The problem is, that we can't always control where that zone takes us (sort of like running through the forrest with your eyes closed because you don't want to see the dangerous creatures, all the while you forget that you may hit a tree at any moment). Sometimes, it will protect us, keep us safe, until we can experience happier times once again. Sometimes it can lead us into deep depression (which is dangerous, because it will fuel your desire to keep running on "autopilot", so you don't have to feel the pain, but at the same time it leads you further and further down the hole). And then, there are other times where we eventually open our eyes and realize that we never moved, that we are still exactly where we started when we started ignoring our mind, and even worse, we've wasted a LOT of time with our proverbial "eyes closed". And then, there are sometimes (the worst case senario, which is more rare) where we are so scared of what we might find if we open our eyes, that we never come out of our "autopilot", that is when, one day when you are old and grey, you realize that you wasted and ruined your life by poisoning it with indifference and numbness, and by then everyone and everything that you wish you would have cared about is gone. And you are left with ultimate regret, ultimate sadness, and THAT is something that no one should have to go through.

I guess that it is all contingent upon how aware we can be of our own thoughts and feelings...the more that we are aware of them, the more that we understand and study them with a critical eye, the more that we can see our minds and individual thoughts as tools and machines that we can control.

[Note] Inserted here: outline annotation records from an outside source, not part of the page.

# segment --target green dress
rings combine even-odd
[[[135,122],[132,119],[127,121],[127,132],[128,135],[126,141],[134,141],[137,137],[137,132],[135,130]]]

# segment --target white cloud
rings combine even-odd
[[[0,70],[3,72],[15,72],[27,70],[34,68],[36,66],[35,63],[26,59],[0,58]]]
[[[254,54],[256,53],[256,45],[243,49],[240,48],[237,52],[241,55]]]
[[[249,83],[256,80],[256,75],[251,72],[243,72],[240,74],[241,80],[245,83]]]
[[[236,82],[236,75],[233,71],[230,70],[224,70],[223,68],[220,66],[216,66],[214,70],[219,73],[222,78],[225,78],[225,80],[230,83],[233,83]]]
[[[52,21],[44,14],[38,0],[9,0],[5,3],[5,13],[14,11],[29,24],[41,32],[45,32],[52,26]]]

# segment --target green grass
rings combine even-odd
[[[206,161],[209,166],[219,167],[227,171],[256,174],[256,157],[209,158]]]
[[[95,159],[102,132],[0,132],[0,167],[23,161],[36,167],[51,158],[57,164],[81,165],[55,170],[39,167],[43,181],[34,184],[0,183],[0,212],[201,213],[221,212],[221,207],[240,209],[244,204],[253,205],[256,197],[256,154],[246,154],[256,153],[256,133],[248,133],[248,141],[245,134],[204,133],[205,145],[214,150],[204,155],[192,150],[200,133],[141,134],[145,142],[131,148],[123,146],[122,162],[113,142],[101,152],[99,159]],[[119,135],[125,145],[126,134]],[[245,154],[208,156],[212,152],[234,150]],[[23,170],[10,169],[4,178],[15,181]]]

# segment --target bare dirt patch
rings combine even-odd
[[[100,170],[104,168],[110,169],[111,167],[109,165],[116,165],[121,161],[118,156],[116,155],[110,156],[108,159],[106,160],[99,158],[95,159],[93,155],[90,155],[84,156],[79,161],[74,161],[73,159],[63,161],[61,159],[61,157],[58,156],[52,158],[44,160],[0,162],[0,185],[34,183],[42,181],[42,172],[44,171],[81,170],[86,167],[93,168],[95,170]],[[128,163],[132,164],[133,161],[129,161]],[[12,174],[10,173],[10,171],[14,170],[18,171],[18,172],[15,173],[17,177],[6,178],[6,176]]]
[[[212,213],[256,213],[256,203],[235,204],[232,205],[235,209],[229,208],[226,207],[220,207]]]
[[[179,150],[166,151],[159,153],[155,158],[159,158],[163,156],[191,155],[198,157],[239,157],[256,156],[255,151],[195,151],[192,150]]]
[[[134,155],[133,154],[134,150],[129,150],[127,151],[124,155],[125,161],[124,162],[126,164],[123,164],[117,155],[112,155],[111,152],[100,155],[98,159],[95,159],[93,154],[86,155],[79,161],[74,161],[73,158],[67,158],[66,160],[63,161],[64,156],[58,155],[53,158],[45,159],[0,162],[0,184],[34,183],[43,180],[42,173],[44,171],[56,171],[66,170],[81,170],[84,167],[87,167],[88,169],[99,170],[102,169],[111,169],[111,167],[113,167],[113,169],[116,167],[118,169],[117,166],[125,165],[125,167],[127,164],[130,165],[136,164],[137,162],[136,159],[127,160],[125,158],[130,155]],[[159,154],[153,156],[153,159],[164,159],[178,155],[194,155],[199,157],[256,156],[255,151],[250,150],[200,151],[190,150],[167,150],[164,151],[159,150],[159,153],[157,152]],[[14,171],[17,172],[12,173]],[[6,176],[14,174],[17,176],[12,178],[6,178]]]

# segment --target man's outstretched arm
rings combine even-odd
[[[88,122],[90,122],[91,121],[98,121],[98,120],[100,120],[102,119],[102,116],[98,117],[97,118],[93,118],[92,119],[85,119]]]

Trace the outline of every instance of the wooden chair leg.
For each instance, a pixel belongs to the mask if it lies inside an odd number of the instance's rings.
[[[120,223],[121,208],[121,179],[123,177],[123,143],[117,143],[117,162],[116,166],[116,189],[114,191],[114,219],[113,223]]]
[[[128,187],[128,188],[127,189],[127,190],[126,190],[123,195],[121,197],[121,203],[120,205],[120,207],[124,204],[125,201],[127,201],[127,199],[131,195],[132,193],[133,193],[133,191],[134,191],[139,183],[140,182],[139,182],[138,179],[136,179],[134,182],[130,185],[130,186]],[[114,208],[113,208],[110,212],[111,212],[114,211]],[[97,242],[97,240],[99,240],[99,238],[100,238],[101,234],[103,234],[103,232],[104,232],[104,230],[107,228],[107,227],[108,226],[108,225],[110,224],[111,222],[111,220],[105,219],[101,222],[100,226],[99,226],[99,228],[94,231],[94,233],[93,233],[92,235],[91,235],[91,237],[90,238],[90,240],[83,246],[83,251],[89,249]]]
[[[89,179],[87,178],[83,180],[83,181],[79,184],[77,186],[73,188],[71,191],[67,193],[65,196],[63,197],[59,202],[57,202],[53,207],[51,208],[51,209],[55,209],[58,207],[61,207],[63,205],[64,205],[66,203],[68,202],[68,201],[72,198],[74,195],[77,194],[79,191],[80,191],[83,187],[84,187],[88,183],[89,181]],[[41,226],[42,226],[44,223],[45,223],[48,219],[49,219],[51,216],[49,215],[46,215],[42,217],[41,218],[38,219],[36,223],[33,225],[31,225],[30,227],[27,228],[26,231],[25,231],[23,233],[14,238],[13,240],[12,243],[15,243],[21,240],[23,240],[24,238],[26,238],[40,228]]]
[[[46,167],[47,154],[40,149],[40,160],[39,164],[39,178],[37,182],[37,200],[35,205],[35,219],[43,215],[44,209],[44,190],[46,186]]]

Our own emotions don't have to hit us like a ton of bricks, or as a wave from the sea, with us just along for the ride. The more self aware that we can become of exactly what our thoughts and emotions are doing (and not just how they are making us feel), and how we are alowing ourselves to percieve them, the more in control of our own response to those thoughts and emotions we can become. That is the key, it would seem. Most of the time we take our thoughts and emotions for granted, as if they are a seperate entity that we just have to live with. But, in reality, we create (and percieve them the way that we want to) every thought and emotion that seemingly passes through our head. And, respectively, we should have the ability to cognitively shape our perceptions, as well as the emotions themselves, into any form that we want to.
The thing is that, we don't perforn this cognitive feat of self control and perception. It is more of a skill that must be learned and perfected, sometimes on our own, sometimes with the guidance of a counselor or professional. But it is all based on guided self examination of those very thoughts and feelings that scare us so damn much sometimes, and can hurt us horribly if we let them.


Hey, whadaya know...it looks like I gave myself something to think about that I might be able to get to sleep on....it's 5am, and I have to be up at 9am (and I've only been getting 2 - 4 hours of sleep a night all week), so I better try again to get some sleep.